Easy "Chat Costs" Derrivation

How to squeeze an entire conversation’s price into one compact formula.

Step 1 – The billable tokens

Every time you talk to a large-language-model API you pay for two buckets:

Input tokens – everything you send (system prompt + all history + your newest message).
Output tokens – what the model sends back.

Input tokens themselves split into two flavours:

Input-miss – tokens the provider has to process for the first time.
Input-hit – tokens already cached from earlier turns, charged at a discount.

We will label their prices

\( p_{im} \) : price per input-miss token
\( p_{ih} \) : price per input-hit token
\( p_o \) : price per output token

Step 2 – One round in plain English

For a single round you add

\( I \) new input tokens (your message)
\( O \) new output tokens (the reply)

So one round costs

\[ I \cdot p_{im} + O \cdot p_o \]

…provided nothing is cached yet.

Step 3 – Ten rounds? One hundred?

History grows. Each new user message is appended to all previous turns.

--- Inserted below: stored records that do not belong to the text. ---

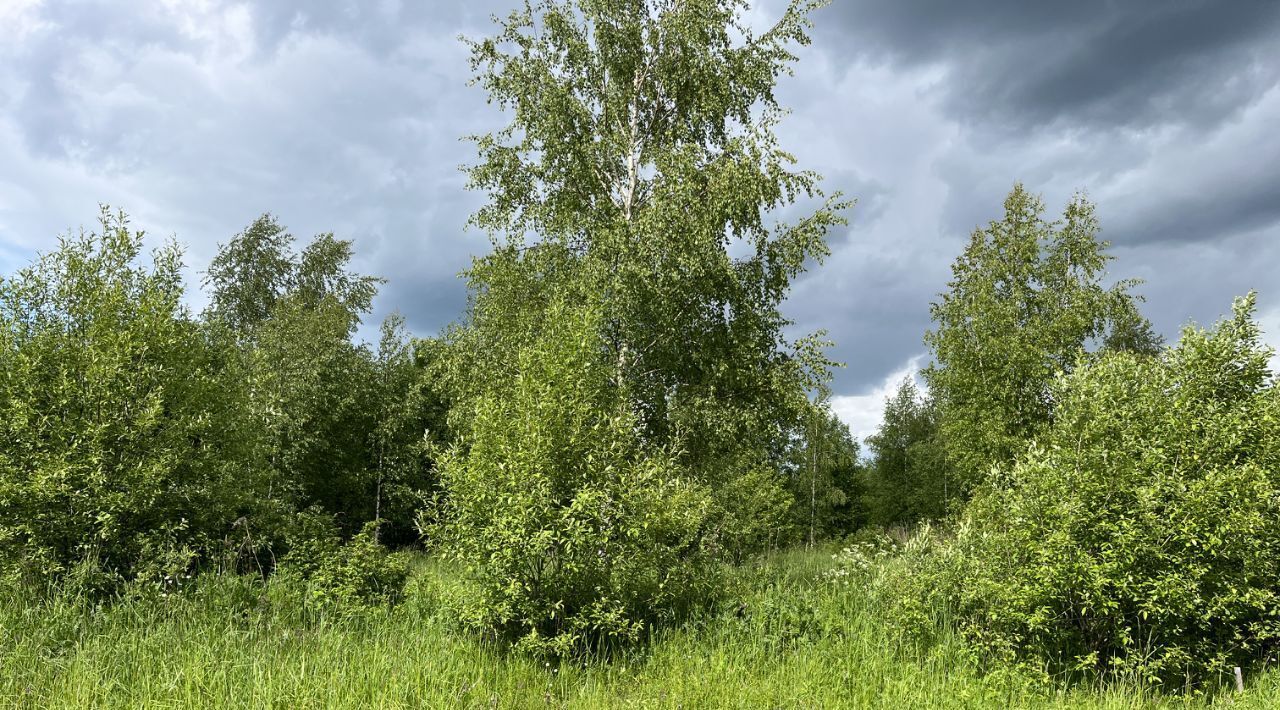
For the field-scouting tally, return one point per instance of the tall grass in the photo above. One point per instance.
(789, 640)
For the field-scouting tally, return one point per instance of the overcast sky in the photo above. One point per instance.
(196, 117)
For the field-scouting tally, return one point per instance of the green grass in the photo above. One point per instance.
(789, 640)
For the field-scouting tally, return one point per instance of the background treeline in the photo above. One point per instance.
(617, 418)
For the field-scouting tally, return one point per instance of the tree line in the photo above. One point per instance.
(618, 416)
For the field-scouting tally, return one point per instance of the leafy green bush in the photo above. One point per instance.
(1142, 535)
(124, 444)
(336, 576)
(575, 532)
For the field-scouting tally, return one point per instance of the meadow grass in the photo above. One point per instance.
(787, 639)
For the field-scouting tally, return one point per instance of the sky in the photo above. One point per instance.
(347, 117)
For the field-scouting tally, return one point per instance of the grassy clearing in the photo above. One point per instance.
(789, 641)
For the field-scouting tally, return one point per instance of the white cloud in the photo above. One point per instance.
(863, 412)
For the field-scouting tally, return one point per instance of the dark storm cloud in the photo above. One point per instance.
(1084, 63)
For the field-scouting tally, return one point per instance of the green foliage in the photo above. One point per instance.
(1142, 535)
(336, 576)
(639, 155)
(1024, 301)
(909, 479)
(636, 181)
(826, 479)
(124, 443)
(575, 534)
(343, 422)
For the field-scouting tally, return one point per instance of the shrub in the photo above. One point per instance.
(575, 534)
(1142, 535)
(124, 448)
(336, 576)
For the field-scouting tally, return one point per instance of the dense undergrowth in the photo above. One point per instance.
(799, 630)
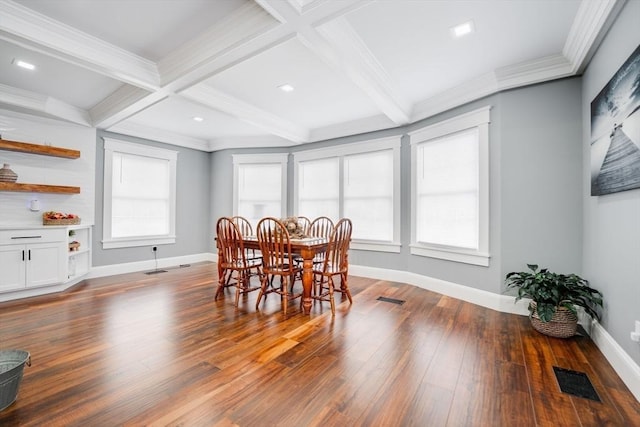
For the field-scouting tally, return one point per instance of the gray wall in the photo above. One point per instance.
(192, 202)
(541, 185)
(535, 187)
(612, 222)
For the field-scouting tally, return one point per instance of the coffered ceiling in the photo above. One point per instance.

Let \( r \) be the number of user turns.
After \( r \) turns the model has seen

Input-miss tokens: \( r \cdot I \) (only the fresh part of each prompt)
Input-hit tokens: the ever-growing prefix.
That prefix is 0 tokens in round 1, \( (I+O) \) in round 2, \( 2(I+O) \) in round 3, …
Total hit tokens therefore form the triangular sum
\[ (I+O) \cdot [0 + 1 + 2 + \ldots + (r-1)] = (I+O) \cdot \frac{r(r-1)}{2} \]
Output tokens: \( r \cdot O \) (one reply per turn)

Step 4 – The grand total

Add the three buckets:

\[ \begin{align} TC &= r \cdot I \cdot p_{im} \\ &\quad + r \cdot O \cdot p_o \\ &\quad + (I+O) \cdot \frac{r(r-1)}{2} \cdot p_{ih} \end{align} \]

Factor out \( r \):

\[ TC = r \cdot \left[ I \cdot p_{im} + O \cdot p_o + \frac{r-1}{2} \cdot (I+O) \cdot p_{ih} \right] \tag{1} \]

That’s it: one line, three prices, two token counts.

Step 5 – A change of variables for extra insight

Define

\( M = I + O \) (tokens exchanged in one “turn”)
\( v = \frac{I}{M} \) (fraction of \( M \) that is user input)

Insert these into (1):

\[ TC = M \cdot r \cdot \left[ v \cdot p_{im} + (1-v) \cdot p_o + \frac{r-1}{2} \cdot p_{ih} \right] \tag{2} \]

Equation (2) cleanly separates

the scale of the conversation (\( M \cdot r \) tokens)
the shape of the conversation (\( v \) and \( r \))
the prices (\( p_{im}, p_{ih}, p_o \))

Take-away

The key takeaway: input-hit costs scale with r² (quadratic in the number of turns). If your provider does not offer a good price for cached tokens, your total cost can explode as conversations get longer. Always check the cache pricing—without a discount, prompt reuse quickly becomes expensive.